We froze five packs of freezer slaw last night and we’re going to open a pack on Saturday and see how it is. If we like it we’re going to make more. The head of cabbage he got out of the garden yesterday weighed 15 lbs and 2 ozs.

He dug a few potatoes last Thursday and they’re really nice and he pulled the onions to dry. We had such beauties this year but the rains we’ve been getting are causing them to rot which is why we’ve pulled them so early.
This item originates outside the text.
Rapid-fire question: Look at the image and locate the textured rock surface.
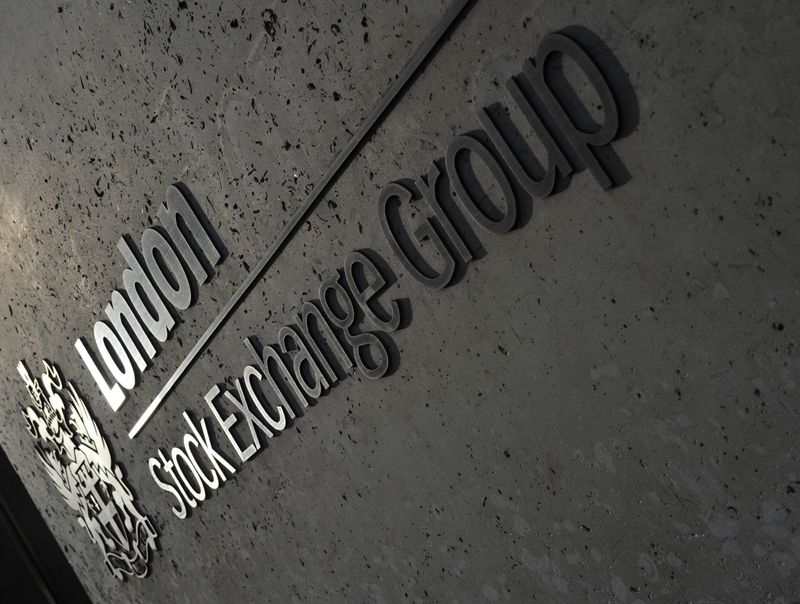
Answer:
[0,0,800,603]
We probably were able to salvage about a bushel.

Onions drying for winter storage

Hubby is picking more beans this morning and we’ll snap them this evening after supper while sitting on the front porch listening to the quiet and watching for the wildlife.

Green beans from the garden

Can’t stand waste

Last summer wasn’t the greatest year for our garden.  It was wet and cold for so long and getting the planting done took a lot of patience waiting for the ground to dry enough to plant anything.  We’re going through pretty much the same scenario this spring.  Even though it was a tough spring for the garden we had three nice rows of potatoes and we were able to store about eight bushel in the cellar and they’ve kept really well.  We ate a lot of them and shared a lot with family and friends.  As of today we still have about four bushel left in storage and with the warm weather coming in early they’re starting to sprout.  We go through this every year but usually just a bushel left in storage and we use some of them for seed.  This year is a little different.  We haven’t planted yet due to the rain and the garden is too wet to do much in the way of planting.  This afternoon hubby brought a five gallon bucket to the front porch and we sat together peeling and dicing.  They’re beautiful and we’ve just took one canner off the stove and have seven more quarts on the table ready to go in the pressure canner.  They’ll be wonderful in a pinch (when I forget to thaw anything for supper or we’re out all day on the farm) and we ‘ll have fourteen quarts from that five gallon bucket.  They’ll be wonderful baked with some butter and oregano sprinkle on top, made into a big pot of potato cream soup, heated in butter and covered with cheese (cheese last thing to go on because hubby hates cheese) or fried with onions and served with cornbread and pinto beans.  We will eat good in the coming winter!!